A few days ago I was happily minding my own business on the Coruscant-like planet ArcCorp, an interesting celestial body that has its whole surface covered by a gargantuan city. 

While flying around, I noticed that the HUD indicators of quite a few ships piloted by other players were stationary on top of skyscrapers. I actually never thought to check the skyscrapers out. Most of them don’t have an interior, so I didn’t think the tops would be interesting either.

Little did I know, I was in for an adventure.
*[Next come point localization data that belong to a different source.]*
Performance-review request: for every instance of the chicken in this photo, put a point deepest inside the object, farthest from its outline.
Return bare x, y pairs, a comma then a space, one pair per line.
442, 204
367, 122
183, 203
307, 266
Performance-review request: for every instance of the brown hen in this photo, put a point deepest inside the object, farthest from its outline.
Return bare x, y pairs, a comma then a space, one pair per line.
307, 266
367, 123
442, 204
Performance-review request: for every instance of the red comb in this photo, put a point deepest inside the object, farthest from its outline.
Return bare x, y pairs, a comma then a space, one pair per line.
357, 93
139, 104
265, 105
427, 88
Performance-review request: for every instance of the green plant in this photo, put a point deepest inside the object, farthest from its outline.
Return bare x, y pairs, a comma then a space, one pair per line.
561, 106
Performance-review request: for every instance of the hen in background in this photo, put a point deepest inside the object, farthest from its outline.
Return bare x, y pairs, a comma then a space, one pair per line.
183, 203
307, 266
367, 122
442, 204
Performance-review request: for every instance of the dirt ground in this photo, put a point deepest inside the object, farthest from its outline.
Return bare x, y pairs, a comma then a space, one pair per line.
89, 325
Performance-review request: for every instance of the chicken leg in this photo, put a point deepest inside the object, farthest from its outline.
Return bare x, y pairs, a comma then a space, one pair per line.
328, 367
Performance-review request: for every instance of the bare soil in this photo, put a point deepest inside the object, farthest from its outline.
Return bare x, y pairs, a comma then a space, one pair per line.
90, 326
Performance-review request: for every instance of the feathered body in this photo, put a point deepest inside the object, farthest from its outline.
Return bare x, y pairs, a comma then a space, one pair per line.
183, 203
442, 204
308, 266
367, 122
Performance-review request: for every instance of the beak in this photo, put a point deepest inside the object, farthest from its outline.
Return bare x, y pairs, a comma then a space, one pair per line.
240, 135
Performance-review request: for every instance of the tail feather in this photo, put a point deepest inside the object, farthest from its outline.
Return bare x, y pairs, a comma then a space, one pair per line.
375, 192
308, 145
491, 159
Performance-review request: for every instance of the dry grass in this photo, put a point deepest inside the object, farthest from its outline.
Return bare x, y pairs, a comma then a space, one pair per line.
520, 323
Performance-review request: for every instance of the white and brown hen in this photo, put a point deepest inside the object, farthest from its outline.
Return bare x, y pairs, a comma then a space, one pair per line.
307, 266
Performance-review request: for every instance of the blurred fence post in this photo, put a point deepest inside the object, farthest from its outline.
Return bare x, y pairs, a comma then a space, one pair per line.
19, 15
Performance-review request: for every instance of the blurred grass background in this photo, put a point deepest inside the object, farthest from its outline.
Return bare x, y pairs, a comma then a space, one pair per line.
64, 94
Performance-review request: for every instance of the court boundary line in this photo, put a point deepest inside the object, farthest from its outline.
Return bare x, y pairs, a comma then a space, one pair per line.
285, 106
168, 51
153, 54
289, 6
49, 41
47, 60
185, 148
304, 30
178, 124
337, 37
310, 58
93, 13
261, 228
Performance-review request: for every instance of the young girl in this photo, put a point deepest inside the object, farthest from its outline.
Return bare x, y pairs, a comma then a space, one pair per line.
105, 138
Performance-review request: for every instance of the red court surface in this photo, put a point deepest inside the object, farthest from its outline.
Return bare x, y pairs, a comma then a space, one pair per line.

You can see what I mean below.

By flying to the top of the tallest skyscraper in the game (a 172-floor tower in ArcCorp’s Area 18 called IO-North tower), I found out that not only its top was fully modeled, but so are the tops of the rest of the skyline, and a high percentage of those towers are equipped with fully-functional landing pads and walkways.

This may not be surprising for many other backers who explored more than I did, but since I never occurred to me before, it certainly was a pleasant surprise for me. 

Funnily, on top of the IO-North Tower there is even a functional Covalex Shipping terminal. I have no idea what it is for.

While flying around in a starfighter already gives you an idea of the massive scale of the game, standing on your own two virtual feet on top of a giant skyscraper really conveys the scope of what the developers created. 

By jumping off the top, you drop into the same ArcCorp plaza that you have visited many times, hundreds of meters below. There are no tricks here and no loading screens. The plaza you see from above isn’t an empty fake environment created to give an illusion of scale. It’s the same environment in a single, seamless world.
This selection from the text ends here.